Timings depend a lot of course on personal circumstances and on the age of your children. It’s easier for example to introduce a new partner to young children in a relaxed, ‘meet my new friend’ kind of way whereas if you have teenagers, this approach isn’t going to wash! Our experts agree however that it’s best to wait to make the introductions, both for the sake of security and consistency for your children and because in those early stages, your brain may simply not be as reliable as usual.
‘The research on early romantic love or lust is pretty clear,’ says Laura Mucha, ‘it’s obsessive, dominating, unseeing and idealizing. The early throes of love or lust are similar to taking drugs – literally. When researchers compared the brains of people who‘d either taken cocaine or opioids or recently ‘fallen in love’, they found many of the same areas were activated. Our brain basically tells us to repeat whatever we did to get that high. It doesn’t matter who or what caused the high – it just wants more. And that doesn’t always lead to the best long-term decisions.’
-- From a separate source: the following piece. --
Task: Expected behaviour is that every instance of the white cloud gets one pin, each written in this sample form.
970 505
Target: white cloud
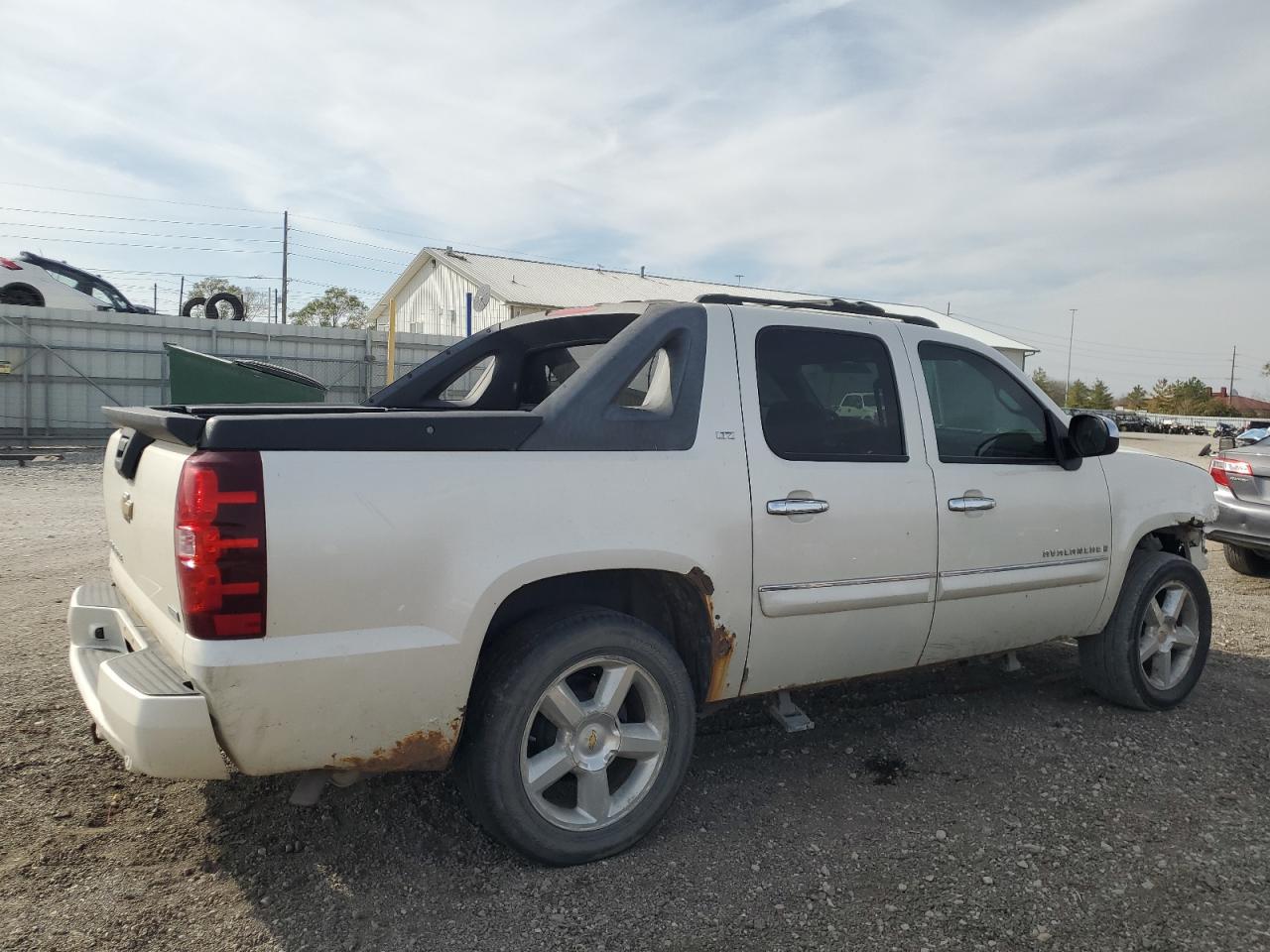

‘It may be that this all-consuming love will result in the sort of calmer love that is the basis for long-term relationships, but it may not, and you will only know with time. In the interim, I would avoid making big decisions until the drugs wear off as this could help avoid unnecessary transitions for your children, e.g. if you end up moving in with someone when you’re in the idealising phase then breaking up when you start to see them more realistically.’
What we discovered from our dating and love experts was that while single parent dating can be difficult, time consuming and sometimes downright terrifying, there are things that you can do to equip yourself with the skills and resilience to find love.
Not least of these is self-awareness – understanding your needs and wants, trusting your instincts, and not being afraid to walk away when something isn’t right.
Dating as a single parent can be tough, but if you genuinely want to find love again, we hope this dating guide has given you the extra confidence and knowledge you need to turn that dream into a reality.